SoCal Sculptures that Don't Disappoint
Where cities are being built up and money spent, local legislation has often passed a percent-for-art program; alternately, cities look to create stable partnerships between the public and private sectors, so some of that money is made available for public art, too. In the past, this has meant producing somewhat conventional monuments and commemorative images. Since the 1980s, public art programs have been better administered and present a much more contemporary image of the art world. The general rap: new public art is often quite amazing. Relatively recent high profile additions to the LA area include the following sweet spots.
1. Alison Saar, Embodied, 2015
The Hall of Justice
211 West Temple Street
Los Angeles, CA 90012
Saar’s monumental figurative bronze sculpture representing the spirit of Justice stands guard outside the Hall’s garden in all her composite ethnic splendor.
2. Peter Shelton, Sixbeaststwomonkeys, 2009
Los Angeles Police Administration Building
100 West 1st Street, LA 90012
The six plinth-mounted bulky, lumbering, volumetric bronze ‘beasts’ vaguely conjure up simian-like and elephantine vestiges as they silently hold vigil outside the headquarter’s entrance.
3. See Change, 2012
Thomas Bradley International Terminal
This 58-screen, 90-foot linear video permanent installation suspended from the ceiling in the TBIT arrival area features 28 site-specific artworks that add up to four hours of moving images from artists throughout the USA.
4. Mark Bradford, Bell Tower, 2015
Thomas Bradley International Terminal
The massive suspended sculpture titled Bell Tower hovering above the passenger securitÔy screening area at TBIT mixes Bradford’s characteristic found wood panels and printed posters into a symbolic heraldic sentry.

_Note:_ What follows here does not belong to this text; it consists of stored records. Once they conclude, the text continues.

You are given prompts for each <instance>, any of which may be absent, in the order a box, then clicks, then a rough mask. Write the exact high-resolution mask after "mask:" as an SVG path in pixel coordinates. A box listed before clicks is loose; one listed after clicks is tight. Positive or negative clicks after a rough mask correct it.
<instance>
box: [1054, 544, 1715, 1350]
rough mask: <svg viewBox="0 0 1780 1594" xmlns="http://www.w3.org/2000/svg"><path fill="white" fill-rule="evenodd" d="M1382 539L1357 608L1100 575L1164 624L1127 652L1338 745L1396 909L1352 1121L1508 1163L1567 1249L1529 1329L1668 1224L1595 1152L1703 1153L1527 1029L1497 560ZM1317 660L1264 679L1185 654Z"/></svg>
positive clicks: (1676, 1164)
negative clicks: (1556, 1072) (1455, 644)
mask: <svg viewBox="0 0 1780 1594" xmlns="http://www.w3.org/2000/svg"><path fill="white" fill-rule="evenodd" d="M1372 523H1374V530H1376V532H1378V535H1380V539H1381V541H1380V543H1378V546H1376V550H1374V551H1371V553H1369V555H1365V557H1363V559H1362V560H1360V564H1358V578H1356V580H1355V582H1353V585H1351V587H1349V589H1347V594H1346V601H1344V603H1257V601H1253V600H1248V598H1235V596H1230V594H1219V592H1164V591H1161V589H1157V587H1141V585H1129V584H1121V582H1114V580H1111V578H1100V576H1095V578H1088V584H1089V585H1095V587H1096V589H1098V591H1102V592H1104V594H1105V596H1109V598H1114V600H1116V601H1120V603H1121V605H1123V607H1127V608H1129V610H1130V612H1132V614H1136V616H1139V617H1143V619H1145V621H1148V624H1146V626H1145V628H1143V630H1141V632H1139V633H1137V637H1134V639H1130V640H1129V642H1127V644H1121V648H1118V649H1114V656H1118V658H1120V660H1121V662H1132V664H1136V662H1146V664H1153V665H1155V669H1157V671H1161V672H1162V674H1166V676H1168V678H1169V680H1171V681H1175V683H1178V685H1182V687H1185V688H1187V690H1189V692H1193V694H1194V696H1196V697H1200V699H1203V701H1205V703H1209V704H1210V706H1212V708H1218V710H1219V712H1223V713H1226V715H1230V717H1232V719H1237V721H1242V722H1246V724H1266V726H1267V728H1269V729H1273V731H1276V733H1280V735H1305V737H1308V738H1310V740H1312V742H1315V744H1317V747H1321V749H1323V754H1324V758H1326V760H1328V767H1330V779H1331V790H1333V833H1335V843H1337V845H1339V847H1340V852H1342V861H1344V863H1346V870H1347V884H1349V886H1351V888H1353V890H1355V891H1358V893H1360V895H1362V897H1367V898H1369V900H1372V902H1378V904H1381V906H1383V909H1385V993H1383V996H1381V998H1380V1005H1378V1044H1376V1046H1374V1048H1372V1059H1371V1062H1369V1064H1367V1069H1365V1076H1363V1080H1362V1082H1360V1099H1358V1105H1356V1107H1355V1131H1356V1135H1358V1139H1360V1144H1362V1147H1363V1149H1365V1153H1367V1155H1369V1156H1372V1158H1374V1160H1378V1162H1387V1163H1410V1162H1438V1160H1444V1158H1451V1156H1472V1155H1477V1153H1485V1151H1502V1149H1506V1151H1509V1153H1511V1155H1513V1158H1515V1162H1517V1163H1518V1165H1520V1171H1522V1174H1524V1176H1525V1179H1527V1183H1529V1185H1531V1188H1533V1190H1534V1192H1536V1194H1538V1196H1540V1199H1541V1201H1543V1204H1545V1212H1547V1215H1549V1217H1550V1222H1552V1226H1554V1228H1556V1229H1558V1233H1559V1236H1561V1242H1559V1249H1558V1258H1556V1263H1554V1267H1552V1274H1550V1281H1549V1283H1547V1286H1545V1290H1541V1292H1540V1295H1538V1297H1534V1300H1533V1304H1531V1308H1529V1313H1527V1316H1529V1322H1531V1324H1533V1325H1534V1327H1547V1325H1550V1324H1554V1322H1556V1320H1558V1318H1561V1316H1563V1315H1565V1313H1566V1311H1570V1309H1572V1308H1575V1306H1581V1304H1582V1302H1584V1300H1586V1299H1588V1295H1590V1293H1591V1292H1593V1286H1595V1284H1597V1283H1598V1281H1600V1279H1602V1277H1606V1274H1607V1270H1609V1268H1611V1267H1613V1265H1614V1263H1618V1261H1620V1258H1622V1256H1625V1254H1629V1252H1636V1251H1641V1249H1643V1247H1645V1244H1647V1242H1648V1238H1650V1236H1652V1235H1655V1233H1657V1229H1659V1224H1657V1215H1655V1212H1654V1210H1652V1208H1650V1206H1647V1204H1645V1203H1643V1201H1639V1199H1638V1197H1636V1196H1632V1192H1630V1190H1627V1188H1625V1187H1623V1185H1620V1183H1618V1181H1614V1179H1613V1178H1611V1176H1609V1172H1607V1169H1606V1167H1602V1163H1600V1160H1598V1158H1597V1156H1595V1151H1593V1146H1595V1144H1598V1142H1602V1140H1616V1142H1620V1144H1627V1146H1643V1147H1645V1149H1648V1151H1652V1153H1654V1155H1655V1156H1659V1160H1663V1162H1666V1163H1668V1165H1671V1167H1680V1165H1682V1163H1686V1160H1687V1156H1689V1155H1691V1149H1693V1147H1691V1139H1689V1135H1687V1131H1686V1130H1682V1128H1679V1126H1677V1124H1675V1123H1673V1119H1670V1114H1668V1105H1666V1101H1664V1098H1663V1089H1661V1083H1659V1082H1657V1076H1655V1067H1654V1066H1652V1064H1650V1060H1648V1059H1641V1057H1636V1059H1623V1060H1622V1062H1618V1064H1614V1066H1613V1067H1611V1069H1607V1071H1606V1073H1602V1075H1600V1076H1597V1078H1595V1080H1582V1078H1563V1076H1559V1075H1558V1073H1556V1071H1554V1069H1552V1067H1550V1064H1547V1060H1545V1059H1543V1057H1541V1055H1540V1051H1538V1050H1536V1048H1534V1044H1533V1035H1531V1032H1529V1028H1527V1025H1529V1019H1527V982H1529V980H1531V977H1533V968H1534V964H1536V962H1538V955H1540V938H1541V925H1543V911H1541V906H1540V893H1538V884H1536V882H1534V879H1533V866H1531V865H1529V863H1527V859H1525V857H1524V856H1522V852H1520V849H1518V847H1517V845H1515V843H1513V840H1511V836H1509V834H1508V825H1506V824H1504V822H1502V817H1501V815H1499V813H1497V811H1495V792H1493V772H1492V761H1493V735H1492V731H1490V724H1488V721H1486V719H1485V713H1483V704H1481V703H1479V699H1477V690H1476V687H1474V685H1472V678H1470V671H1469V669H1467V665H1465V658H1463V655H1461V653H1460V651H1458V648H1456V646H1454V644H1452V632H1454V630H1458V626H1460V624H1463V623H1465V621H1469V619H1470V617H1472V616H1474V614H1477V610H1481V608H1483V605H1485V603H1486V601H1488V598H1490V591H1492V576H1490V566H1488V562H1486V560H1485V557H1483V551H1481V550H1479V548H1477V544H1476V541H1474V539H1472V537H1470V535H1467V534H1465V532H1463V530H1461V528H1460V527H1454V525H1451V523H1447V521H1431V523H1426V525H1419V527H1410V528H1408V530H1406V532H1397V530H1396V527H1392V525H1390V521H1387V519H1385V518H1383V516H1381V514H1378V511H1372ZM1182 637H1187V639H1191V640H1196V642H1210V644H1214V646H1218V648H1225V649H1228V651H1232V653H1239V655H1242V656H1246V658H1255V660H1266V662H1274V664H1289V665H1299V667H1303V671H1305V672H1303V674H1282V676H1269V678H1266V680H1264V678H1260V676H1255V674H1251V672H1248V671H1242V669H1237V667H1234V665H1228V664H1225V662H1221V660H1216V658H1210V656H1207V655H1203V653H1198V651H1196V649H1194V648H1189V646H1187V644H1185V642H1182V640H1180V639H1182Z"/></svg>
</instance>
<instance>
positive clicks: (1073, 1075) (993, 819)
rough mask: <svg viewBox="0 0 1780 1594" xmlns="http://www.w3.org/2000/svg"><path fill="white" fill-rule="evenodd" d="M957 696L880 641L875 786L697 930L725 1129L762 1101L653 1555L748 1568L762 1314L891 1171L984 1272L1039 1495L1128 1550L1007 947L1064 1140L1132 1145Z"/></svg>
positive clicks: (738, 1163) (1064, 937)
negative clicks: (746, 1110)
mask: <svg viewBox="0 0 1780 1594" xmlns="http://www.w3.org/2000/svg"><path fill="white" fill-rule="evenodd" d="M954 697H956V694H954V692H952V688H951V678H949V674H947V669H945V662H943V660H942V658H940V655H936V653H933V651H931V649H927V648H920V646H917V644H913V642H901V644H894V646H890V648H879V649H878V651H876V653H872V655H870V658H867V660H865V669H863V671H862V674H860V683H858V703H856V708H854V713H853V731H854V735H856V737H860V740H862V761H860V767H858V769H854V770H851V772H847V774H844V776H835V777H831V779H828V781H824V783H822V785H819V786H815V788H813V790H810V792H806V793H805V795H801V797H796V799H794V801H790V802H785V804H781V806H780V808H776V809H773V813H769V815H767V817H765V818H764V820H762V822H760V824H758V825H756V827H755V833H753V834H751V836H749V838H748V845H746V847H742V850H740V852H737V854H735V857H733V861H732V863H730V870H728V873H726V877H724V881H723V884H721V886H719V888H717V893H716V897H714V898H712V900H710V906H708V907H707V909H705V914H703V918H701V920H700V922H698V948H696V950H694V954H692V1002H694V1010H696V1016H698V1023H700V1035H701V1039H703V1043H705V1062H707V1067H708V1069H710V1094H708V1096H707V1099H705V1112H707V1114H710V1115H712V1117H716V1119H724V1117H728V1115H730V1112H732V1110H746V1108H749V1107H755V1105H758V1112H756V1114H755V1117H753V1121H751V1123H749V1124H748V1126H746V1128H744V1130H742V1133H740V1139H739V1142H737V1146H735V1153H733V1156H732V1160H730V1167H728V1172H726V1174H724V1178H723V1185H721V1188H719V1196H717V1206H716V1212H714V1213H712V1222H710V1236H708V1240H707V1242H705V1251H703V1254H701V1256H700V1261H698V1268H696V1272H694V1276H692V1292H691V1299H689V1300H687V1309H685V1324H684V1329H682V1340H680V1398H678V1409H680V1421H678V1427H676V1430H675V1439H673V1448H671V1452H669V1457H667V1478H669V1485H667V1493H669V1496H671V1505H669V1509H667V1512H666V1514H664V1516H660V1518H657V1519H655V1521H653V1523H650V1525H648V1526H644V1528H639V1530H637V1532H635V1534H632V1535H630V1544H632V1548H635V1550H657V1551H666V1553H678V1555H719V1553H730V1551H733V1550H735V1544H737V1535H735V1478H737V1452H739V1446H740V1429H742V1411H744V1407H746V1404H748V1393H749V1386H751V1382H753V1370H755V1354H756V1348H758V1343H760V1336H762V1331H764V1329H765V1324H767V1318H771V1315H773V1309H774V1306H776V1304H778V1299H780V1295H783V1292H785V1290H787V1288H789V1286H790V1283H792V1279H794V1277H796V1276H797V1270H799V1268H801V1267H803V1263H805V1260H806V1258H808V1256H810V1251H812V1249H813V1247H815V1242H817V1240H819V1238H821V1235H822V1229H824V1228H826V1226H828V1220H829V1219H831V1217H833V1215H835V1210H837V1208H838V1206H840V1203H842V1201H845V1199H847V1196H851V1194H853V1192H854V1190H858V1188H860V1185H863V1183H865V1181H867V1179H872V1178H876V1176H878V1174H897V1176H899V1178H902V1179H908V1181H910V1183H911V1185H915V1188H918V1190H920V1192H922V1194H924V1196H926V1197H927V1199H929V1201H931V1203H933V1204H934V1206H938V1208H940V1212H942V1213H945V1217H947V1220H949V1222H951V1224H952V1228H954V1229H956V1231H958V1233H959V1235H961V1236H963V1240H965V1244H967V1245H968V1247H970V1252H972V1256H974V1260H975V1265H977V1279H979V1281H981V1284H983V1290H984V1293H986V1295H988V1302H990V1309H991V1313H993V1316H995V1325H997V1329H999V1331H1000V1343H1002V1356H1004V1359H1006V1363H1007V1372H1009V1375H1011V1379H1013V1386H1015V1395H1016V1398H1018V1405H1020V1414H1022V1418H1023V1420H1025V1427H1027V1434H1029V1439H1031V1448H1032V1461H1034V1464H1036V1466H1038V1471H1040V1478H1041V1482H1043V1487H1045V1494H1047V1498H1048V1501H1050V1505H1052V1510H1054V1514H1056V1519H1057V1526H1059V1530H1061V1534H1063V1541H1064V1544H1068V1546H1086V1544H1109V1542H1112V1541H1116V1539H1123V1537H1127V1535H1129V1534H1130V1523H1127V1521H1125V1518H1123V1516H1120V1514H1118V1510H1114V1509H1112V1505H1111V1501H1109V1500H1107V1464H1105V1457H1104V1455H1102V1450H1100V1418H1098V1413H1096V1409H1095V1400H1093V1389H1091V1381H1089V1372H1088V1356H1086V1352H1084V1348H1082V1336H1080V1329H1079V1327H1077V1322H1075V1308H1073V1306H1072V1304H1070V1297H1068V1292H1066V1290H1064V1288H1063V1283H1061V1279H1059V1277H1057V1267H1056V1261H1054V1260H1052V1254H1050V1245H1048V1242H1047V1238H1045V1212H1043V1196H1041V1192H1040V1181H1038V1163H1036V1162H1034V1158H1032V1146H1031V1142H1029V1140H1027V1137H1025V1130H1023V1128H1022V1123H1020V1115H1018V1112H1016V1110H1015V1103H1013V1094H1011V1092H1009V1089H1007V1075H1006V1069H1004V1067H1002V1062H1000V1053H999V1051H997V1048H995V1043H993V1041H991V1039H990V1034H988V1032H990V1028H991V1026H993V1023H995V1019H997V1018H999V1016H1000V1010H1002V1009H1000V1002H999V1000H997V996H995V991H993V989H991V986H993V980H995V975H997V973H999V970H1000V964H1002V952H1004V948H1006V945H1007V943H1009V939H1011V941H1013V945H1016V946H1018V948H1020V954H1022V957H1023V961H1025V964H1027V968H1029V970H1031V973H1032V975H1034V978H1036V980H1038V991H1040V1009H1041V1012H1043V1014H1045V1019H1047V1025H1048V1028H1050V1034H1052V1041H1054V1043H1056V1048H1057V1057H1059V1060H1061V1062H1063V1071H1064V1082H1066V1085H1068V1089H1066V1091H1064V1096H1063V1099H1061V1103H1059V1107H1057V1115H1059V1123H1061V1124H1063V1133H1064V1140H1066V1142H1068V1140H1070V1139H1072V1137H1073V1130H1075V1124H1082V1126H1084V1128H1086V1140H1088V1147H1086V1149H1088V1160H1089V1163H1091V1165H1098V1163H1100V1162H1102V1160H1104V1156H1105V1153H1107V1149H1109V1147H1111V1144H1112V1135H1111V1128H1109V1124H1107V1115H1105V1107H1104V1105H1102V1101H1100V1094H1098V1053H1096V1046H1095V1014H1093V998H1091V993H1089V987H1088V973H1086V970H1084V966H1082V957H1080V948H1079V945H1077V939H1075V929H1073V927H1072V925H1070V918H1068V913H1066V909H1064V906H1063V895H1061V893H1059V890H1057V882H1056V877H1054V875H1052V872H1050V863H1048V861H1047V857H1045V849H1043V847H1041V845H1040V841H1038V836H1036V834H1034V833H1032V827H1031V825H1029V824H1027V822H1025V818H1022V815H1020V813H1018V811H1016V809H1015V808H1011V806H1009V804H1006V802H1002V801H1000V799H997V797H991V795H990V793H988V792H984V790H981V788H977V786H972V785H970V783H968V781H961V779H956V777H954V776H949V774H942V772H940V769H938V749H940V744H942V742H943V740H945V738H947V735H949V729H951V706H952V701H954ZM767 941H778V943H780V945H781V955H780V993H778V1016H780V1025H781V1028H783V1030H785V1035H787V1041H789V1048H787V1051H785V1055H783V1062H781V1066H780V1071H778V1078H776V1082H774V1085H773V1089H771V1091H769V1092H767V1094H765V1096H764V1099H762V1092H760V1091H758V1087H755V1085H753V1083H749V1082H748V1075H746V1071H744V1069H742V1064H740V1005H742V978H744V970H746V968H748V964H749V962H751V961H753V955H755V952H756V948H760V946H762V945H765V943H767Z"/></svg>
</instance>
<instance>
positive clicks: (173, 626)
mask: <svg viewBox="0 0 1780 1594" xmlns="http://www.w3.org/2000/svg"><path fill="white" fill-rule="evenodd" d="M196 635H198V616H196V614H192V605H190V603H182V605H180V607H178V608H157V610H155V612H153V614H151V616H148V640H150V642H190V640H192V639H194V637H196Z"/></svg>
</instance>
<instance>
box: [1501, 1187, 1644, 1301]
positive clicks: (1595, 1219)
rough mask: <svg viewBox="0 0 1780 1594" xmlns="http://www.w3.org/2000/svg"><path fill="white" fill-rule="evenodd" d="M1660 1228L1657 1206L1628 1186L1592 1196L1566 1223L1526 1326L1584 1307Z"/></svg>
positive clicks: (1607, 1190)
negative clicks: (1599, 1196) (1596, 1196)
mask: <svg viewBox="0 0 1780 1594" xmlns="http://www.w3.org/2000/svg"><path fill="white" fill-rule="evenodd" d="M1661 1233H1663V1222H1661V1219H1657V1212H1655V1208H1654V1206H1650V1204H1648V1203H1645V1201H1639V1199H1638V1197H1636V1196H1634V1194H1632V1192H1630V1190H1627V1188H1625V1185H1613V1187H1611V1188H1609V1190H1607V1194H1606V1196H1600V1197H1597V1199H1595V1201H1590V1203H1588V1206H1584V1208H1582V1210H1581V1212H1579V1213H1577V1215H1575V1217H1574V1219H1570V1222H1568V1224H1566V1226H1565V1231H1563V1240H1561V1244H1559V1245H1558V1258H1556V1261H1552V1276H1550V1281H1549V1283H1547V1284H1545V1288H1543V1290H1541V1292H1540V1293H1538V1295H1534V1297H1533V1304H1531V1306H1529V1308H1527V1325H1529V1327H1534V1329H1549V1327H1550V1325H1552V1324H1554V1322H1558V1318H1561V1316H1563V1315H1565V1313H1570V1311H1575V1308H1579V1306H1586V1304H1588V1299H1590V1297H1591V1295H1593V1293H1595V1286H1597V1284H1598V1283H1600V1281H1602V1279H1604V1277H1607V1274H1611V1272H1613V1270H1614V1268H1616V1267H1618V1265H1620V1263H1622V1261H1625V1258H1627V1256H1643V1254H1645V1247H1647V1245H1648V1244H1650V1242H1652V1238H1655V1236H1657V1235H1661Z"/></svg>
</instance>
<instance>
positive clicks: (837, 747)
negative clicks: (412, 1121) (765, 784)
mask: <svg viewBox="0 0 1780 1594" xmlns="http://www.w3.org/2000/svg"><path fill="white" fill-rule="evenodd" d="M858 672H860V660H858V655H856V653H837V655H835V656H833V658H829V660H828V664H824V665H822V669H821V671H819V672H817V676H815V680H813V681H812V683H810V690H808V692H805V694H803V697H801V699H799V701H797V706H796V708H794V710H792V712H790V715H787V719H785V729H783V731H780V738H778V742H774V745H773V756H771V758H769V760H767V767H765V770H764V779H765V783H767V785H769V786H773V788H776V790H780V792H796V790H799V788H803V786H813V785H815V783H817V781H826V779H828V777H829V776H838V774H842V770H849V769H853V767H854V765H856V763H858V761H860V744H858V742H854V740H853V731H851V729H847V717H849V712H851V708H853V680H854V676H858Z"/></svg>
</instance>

5. Christine Ulke, El Aliso de Los Angeles, 2015
MTA/Division 13 Bus Maintenance and Operations Facility
corner of Cesar Chavez and Vignes
Historical collaging make up the highly detailed drawings trees that were transformed into a large grid of LED lit translucent panels turning the corner of this MTA Facility into an icon of transfigured nature by day and a lantern by night.
6. Hirokazu Kosaka, Buffer Zone, 2009
Little Tokyo/Arts District Station on the Gold Line
Station canopies that take the shape of three different Japanese archery bows, accompanied by Zen archery target benches replete with concentric circles of black and white, are all set into a platform paving design echoing Japanese tatami mats, collectively recalling how the perfect shot requires exact timing.
7. Susan Narduli, Timekeeper, 2014
231 S. De Lacey Ave. Pasadena
Four large-scale panels relay 40 hours of image loops about the issue of Time to passersby through animated elements, video, generative patterns and live feeds, conveying meanings that are both personal and societal.
8. Christine Nguyen, Oceanic Cosmic Whisper, 2012
Malibu Library, Malibu, CA 90265
Building up the images for Oceanic Cosmic Whisper ended up by crafting a water-swept dreamscape that take readers into a world where the real world of beaches and surreal world of the imagination converge.
9. Mara Lonner, San Angelo Landscape, 2015
San Angelo Park Community Center
245 San Angelo Avenue
La Puente, CA 91746
Deploying forms derived from vintage illustrations of native California and Mexican plantos, this new 2 and 3D landscape wends its way up and down the outside walls of the building, playing with forms, colors, light and shadow.
10. Chris Burden, Urban Light, 2008
The Wilshire entrance to LACMA entry plaza is inhabited by some 200-plus old fashioned cast-iron street lamps. Burden’s composition recalls a Classical Greek temple but more importantly and whether or not the lights are on, it has become a destination where anyone can count on making their rendezvous without the usually torturous LA directions.